MOSCOW (MRC) -- Albemarle Corp. and Rockwood Holdings have announced that shareholders from both companies approved the proposals relating to Albemarle's acquisition of Rockwood at their respective special meetings, reported Hydrocarbonprocessing.
"We are pleased with the support from both Albemarle and Rockwood shareholders, which reaffirms the strategic merits of this combination and represents another important step in creating a premier specialty chemicals company," said Luke Kissam, Albemarle's president and CEO.
"We are fully focused on the integration planning process to combine our companies and enable us to better serve customers and end markets around the world and deliver long-term value to shareholders," he added.
At Rockwood's special meeting, Rockwood shareholders approved the adoption of the agreement and plan of merger, pursuant to which a wholly-owned subsidiary of Albemarle will merge with and into Rockwood with Rockwood becoming a wholly-owned subsidiary of Albemarle.
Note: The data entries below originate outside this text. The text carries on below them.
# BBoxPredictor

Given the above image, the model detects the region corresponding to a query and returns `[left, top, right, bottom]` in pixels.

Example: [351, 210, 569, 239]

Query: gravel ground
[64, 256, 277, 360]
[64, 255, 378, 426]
As MRC informed previously, Albemarle Corp. agreed in July 2014 to pay USD6.2 billion in cash and stock for Princeton, New Jersey-based Rockwood Holdings, the largest lithium producer. Rockwood is one of four companies that control about 90% of the market for lithium. Demand for the metal will expand as much as three times faster than the overall economy, Baton Rogue, Louisiana-based Albemarle said in an investor presentation. Other lithium producers are just as bullish. The world market may double in a decade with demand growing at 7% to 10% annually, Chile’s Soc. Quimica & Minera de Chile said in April.
On November 13, Albemarle received regulatory clearance for the transaction from the European Commission. The transaction, which is expected to close in the first quarter of 2015, remains subject to the satisfaction of the closing conditions set forth in the merger agreement, including regulatory approvals in China.